Abanda frappe encore aux portes du top 100 mondial

À l’instar d’Eugenie Bouchard, Françoise Abanda est aussi en quête de jours meilleurs. La 127e raquette planétaire n’est toujours pas parvenue à percer le top 100 mondial.

Les matchs de la semaine pourraient aussi lui servir de rampe de lancement. Le contexte est idéal.

« Je dois vraiment enchaîner les bons matchs, explique la joueuse de 21 ans. Je me sens très à l’aise quand je joue à la maison. J’arrive à bien gérer la pression. J’ai grandi en jouant au tennis ici, à Montréal. Je garde de très bons souvenirs de la Fed Cup l’an passé ici contre le Kazakhstan. »

Françoise AbandaFrançoise Abanda Photo : La Presse canadienne / Jacques Boissinot

Abanda avait remporté ses deux matchs l’an dernier pour permettre au Canada de l’emporter 3-2. Elle estime qu’il lui serait profitable de trouver un entraîneur permanent. Pour l’instant, elle ne reçoit l’aide de Sylvain Bruneau que périodiquement.

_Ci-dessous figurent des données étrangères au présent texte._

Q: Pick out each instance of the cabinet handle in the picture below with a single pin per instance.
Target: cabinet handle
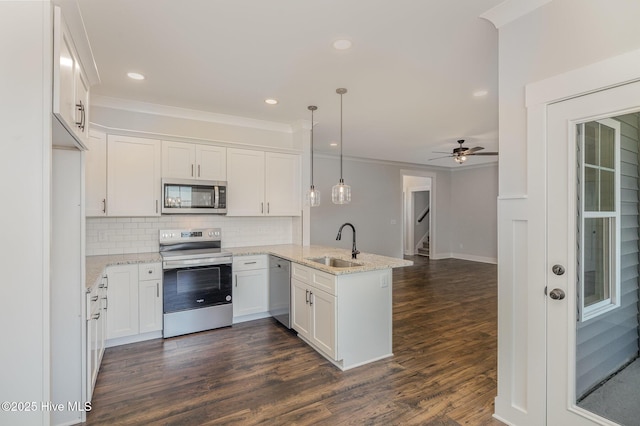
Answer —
(80, 124)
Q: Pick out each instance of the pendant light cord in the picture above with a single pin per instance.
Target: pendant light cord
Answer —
(312, 147)
(341, 180)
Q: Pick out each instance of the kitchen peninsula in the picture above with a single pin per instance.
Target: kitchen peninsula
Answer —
(344, 313)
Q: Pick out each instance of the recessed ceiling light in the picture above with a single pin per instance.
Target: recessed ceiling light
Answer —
(135, 76)
(342, 44)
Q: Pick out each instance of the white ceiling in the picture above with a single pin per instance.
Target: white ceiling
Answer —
(410, 73)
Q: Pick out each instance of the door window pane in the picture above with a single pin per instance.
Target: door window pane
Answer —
(597, 259)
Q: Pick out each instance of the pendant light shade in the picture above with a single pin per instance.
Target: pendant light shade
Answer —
(313, 195)
(341, 193)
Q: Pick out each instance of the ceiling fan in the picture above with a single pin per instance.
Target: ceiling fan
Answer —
(461, 153)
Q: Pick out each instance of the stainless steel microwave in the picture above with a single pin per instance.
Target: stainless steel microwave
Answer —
(194, 196)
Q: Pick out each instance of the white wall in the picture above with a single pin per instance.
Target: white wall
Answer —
(153, 119)
(25, 168)
(558, 37)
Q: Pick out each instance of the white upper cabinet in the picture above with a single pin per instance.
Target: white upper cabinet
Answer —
(133, 176)
(262, 184)
(96, 174)
(282, 184)
(70, 86)
(193, 161)
(245, 182)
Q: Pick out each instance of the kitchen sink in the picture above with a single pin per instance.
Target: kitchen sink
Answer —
(335, 262)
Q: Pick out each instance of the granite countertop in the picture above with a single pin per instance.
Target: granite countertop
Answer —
(302, 254)
(299, 254)
(95, 264)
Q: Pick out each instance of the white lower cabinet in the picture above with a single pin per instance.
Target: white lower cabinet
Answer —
(346, 318)
(250, 287)
(150, 298)
(122, 320)
(96, 331)
(135, 302)
(313, 311)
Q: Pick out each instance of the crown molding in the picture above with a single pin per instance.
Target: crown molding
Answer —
(186, 113)
(510, 10)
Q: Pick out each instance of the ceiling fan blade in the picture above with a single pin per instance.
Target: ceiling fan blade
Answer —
(473, 150)
(484, 153)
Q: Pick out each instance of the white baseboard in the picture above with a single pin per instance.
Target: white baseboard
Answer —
(464, 256)
(251, 317)
(133, 339)
(474, 258)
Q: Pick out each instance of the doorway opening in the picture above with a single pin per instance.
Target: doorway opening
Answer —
(418, 217)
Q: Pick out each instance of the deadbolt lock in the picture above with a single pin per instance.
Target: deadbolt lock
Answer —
(558, 269)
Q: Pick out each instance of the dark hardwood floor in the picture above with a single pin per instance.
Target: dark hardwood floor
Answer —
(443, 371)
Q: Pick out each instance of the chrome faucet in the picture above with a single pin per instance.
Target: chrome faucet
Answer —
(354, 250)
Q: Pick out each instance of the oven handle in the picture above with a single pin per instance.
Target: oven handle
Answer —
(187, 263)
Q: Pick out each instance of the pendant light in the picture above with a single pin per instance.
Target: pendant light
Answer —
(341, 193)
(313, 195)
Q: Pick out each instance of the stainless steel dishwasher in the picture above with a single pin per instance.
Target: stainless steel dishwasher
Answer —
(280, 289)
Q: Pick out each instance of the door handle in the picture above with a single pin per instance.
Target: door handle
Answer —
(557, 294)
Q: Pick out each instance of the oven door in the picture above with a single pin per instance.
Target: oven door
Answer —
(193, 284)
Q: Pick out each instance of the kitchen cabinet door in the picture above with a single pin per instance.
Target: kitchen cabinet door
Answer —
(133, 176)
(150, 305)
(250, 292)
(323, 321)
(245, 182)
(282, 184)
(70, 87)
(193, 161)
(300, 317)
(96, 174)
(123, 296)
(212, 162)
(178, 160)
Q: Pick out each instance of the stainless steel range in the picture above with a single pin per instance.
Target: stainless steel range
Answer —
(197, 281)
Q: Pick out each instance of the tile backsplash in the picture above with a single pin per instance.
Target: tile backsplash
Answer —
(140, 234)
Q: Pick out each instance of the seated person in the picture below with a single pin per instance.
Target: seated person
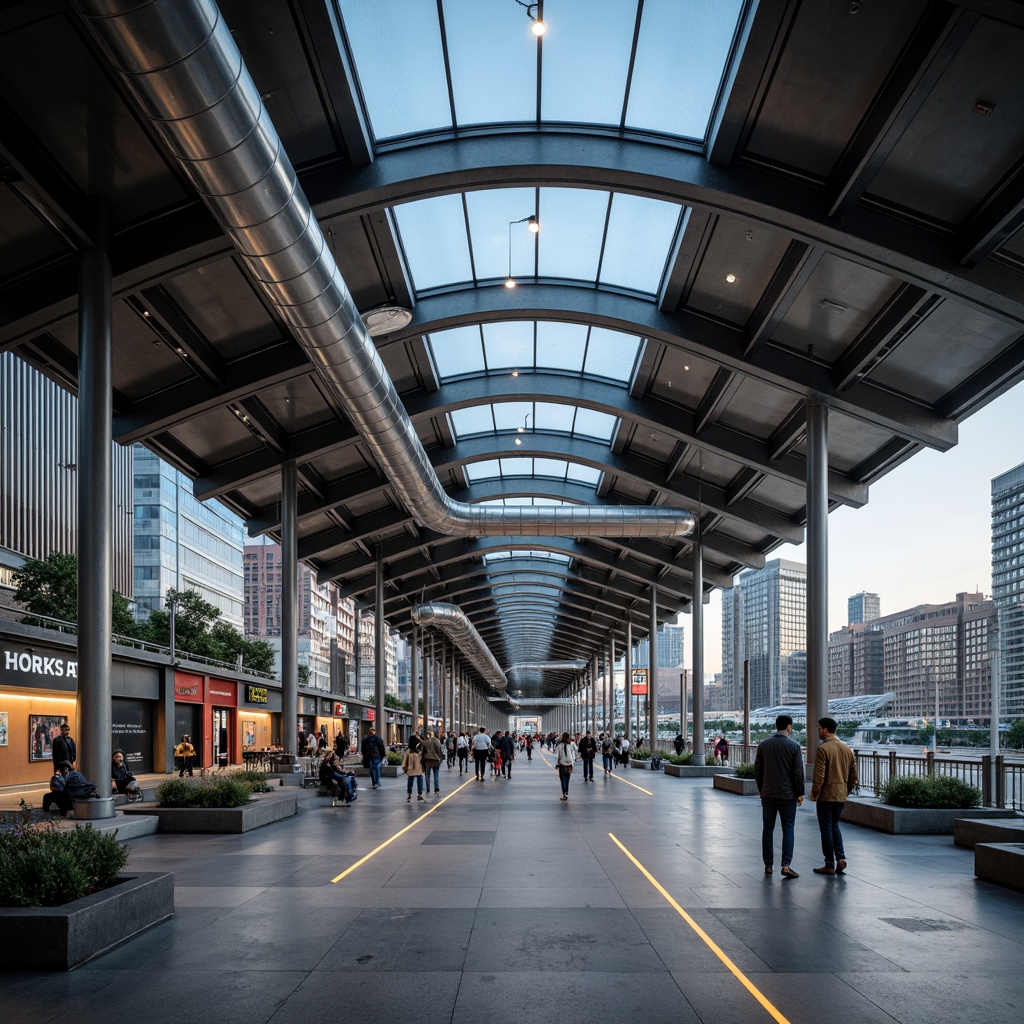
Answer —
(122, 778)
(66, 786)
(342, 784)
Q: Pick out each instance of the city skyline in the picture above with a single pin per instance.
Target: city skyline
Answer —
(908, 544)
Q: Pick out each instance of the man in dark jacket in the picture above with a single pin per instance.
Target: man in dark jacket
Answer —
(588, 751)
(64, 748)
(374, 753)
(778, 769)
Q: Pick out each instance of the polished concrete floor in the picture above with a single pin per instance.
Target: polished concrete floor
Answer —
(507, 904)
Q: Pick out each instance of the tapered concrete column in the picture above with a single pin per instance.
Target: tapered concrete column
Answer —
(94, 523)
(696, 620)
(380, 666)
(289, 608)
(652, 673)
(817, 571)
(628, 685)
(414, 680)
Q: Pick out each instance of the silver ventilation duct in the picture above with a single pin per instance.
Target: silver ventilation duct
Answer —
(577, 666)
(452, 620)
(179, 61)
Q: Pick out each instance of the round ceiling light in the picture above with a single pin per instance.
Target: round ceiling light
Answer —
(384, 320)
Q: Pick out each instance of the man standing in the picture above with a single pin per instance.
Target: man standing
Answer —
(588, 751)
(481, 743)
(64, 748)
(778, 769)
(373, 753)
(835, 776)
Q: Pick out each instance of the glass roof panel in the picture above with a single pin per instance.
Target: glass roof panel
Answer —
(492, 212)
(458, 351)
(586, 83)
(397, 48)
(493, 55)
(611, 354)
(508, 345)
(571, 225)
(680, 62)
(640, 233)
(590, 423)
(433, 235)
(561, 346)
(475, 420)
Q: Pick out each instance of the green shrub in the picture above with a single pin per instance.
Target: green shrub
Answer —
(256, 780)
(227, 792)
(48, 866)
(942, 792)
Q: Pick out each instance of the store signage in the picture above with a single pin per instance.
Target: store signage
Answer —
(31, 664)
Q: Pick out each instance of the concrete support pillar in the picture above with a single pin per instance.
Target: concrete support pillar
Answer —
(817, 571)
(289, 608)
(94, 514)
(696, 616)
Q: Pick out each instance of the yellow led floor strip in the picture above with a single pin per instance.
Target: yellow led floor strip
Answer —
(708, 940)
(388, 842)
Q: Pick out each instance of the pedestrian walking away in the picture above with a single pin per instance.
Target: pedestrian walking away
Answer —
(835, 777)
(778, 770)
(567, 754)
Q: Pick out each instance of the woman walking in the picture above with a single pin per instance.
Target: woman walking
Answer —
(567, 755)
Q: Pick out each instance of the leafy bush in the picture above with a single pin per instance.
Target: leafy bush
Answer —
(48, 866)
(256, 780)
(203, 793)
(942, 792)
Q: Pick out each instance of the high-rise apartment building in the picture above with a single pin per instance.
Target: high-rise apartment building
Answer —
(39, 475)
(764, 623)
(862, 607)
(182, 543)
(1008, 585)
(926, 655)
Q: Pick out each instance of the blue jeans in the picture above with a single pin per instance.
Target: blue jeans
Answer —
(829, 812)
(786, 811)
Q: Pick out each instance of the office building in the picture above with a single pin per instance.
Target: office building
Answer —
(38, 475)
(182, 543)
(1008, 585)
(764, 623)
(862, 607)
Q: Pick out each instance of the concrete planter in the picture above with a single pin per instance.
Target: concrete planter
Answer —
(263, 809)
(872, 813)
(695, 771)
(742, 786)
(58, 938)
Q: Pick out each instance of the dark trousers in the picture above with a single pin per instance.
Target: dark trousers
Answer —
(786, 811)
(829, 811)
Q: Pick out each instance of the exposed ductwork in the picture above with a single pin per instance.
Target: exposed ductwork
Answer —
(181, 65)
(452, 620)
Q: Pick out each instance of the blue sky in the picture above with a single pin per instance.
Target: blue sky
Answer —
(925, 534)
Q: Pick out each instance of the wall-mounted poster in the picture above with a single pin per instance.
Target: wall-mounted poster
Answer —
(42, 730)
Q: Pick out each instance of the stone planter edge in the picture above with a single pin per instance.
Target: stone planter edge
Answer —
(58, 938)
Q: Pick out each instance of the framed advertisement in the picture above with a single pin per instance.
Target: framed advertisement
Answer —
(42, 730)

« J’ai fait deux essais avec deux entraîneurs et ça n’a pas cliqué, explique Abanda. Je pense que ça explique un peu mon exclusion du top 100 mondial. Toutes les joueuses à ce niveau ont un entraîneur et une équipe avec eux. J’espère que ça va se régler cette année. »

En fin de semaine, elle aura tout l’appui nécessaire pour briller. Elle a prouvé dans le passé qu’elle peut être une joueuse des grandes occasions.

« Elle est toujours à la hauteur dans les grands rendez-vous, ajoute Bruneau. C’est plus difficile pour elle dans les petits tournois. Elle doit améliorer cet aspect parce qu’elle peut être très forte. Elle doit être plus régulière dans ce type de tournois. »

Elle doit trouver une façon de rester motivée, peu importe les circonstances. La motivation ne devrait toutefois pas faire défaut en fin de semaine devant une foule partisane de 1400 spectateurs attendus.